# Would this fertiliser be safe for shrimps?



## ambe (Feb 16, 2017)

Got my water sorted by adding GH+

Now at KH2, GH7, PH7, TDS 159
Was at KH2, GH4, PH7, TDS 66

Now I'm looking at fertilisers because I have no soil, just sand. One is listed as shrimp safe and all it seems to contain is iron, manganese and boron. Would this be worth buying?

Another has this as listed:
High concentrations of: iron, potassium and magnesium.

Other micronutrients: manganese, boron, cobalt, lithium, molybdenum, copper, tin, nickel, fluorine, iodine, aluminium, zinc, selenium, vanadium.

Does not contain nitrate or phosphate. 

Also contains antioxidants and preservatives.

Thanks.


----------



## Opare (Sep 9, 2015)

What are you trying to grow? You are not high-tech right. Providing nitrates and phosphates is more important than micros. IME and many others just using the dry salts e.g KNO3, KH2PO4 work fine. Most people don't have trouble with shrimp and fertiliser.


Sent from my iPhone using Tapatalk


----------



## ambe (Feb 16, 2017)

Echinodorus Bleherae, java moss and the biggest concern is Sagittaria Subulata because I want this to be the carpet. I have found that the second fertiliser I mentioned (Easy Life Profito Complete) has mixed reviews - most have no problems but a few have concerns, so I think I will go with the first one which says it's shrimp safe.


----------



## coldmantis (Aug 17, 2010)

In my endler breeding tank, I do not dose any form of co2 or fertz and my dwarf sag carpets fine takes a while though but it carpets. it's a 14.5g Japanese front curve tank with 1 39w t5HO providing light to the tank and other tanks.


----------



## dukydaf (Dec 27, 2004)

The fertilizers you describe above are known to add mostly trace nutrients, that is nutrients that are only needed in small quantities for the plants to grow just fine. Plants also need what is known as macronutrients such as N P K . There are some commercial made mixes such as JBL Aquascaping series of fertilizers and Tropica Premium. These fertilizers add very small amounts of macros even when dosed at recommended level. If shrimps are the focus of the aquarium you might want to use only these or omit all for higher /more expensive grades. 

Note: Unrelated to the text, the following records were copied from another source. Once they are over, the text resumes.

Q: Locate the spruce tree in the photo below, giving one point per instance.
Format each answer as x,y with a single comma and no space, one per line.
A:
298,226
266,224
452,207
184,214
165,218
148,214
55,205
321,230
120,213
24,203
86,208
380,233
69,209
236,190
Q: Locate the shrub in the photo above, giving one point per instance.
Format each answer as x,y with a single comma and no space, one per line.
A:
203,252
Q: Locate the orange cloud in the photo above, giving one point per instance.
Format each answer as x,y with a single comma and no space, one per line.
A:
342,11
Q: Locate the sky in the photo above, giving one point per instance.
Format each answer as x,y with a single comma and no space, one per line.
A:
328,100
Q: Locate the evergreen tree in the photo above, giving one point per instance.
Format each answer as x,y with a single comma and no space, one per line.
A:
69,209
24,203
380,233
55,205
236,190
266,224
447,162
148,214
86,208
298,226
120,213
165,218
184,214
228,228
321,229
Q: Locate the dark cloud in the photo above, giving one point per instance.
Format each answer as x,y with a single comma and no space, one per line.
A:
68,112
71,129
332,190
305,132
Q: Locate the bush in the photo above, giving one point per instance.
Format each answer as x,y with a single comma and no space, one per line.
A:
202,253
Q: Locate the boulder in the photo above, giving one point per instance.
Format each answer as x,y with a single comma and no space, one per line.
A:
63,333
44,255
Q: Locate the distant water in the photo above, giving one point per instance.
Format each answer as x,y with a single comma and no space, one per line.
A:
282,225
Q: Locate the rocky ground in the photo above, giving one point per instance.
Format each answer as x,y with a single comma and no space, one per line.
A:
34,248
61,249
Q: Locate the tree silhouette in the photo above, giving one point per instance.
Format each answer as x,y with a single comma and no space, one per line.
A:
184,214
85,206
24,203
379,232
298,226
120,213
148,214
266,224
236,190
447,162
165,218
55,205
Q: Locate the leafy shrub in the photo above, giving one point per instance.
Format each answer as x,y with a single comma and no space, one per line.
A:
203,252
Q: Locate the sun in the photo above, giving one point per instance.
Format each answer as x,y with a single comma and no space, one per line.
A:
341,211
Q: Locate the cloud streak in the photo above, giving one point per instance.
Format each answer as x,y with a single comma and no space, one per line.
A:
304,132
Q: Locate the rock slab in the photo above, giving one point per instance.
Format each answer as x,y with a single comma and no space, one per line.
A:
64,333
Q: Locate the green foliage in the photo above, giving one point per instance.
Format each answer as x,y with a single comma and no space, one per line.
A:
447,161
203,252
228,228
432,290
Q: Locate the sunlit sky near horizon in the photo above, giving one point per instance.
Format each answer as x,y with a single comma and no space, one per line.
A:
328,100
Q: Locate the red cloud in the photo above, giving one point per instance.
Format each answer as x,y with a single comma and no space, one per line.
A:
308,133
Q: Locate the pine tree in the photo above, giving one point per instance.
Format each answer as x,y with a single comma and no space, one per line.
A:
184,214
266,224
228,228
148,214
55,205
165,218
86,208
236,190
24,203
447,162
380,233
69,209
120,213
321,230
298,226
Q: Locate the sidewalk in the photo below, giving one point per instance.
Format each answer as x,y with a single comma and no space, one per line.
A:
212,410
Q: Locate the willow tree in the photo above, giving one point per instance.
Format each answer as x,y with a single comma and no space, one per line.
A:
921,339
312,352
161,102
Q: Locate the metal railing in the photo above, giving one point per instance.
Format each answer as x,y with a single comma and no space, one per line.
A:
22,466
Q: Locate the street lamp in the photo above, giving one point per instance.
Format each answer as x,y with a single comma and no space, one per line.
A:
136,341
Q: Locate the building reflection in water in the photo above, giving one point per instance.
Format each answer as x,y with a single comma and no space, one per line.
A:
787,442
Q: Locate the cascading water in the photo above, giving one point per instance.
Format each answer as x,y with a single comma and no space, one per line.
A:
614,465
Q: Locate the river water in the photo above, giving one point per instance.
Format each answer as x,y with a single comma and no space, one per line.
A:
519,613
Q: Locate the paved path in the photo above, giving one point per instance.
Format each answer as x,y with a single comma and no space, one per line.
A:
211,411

If we are talking about RCS, I and others have a good population with berried females at full EI (30ppm NO3, 3ppm PO4 //week 30+ppm CO2 ). As you can see with RCS you can add alot without problems


----------



## ambe (Feb 16, 2017)

Thanks. The light is pretty good on this tank so I think for now I'll just wait and see how the sag goes along. If I see that it's struggling I'll try the NPK instead of all the other stuff.


----------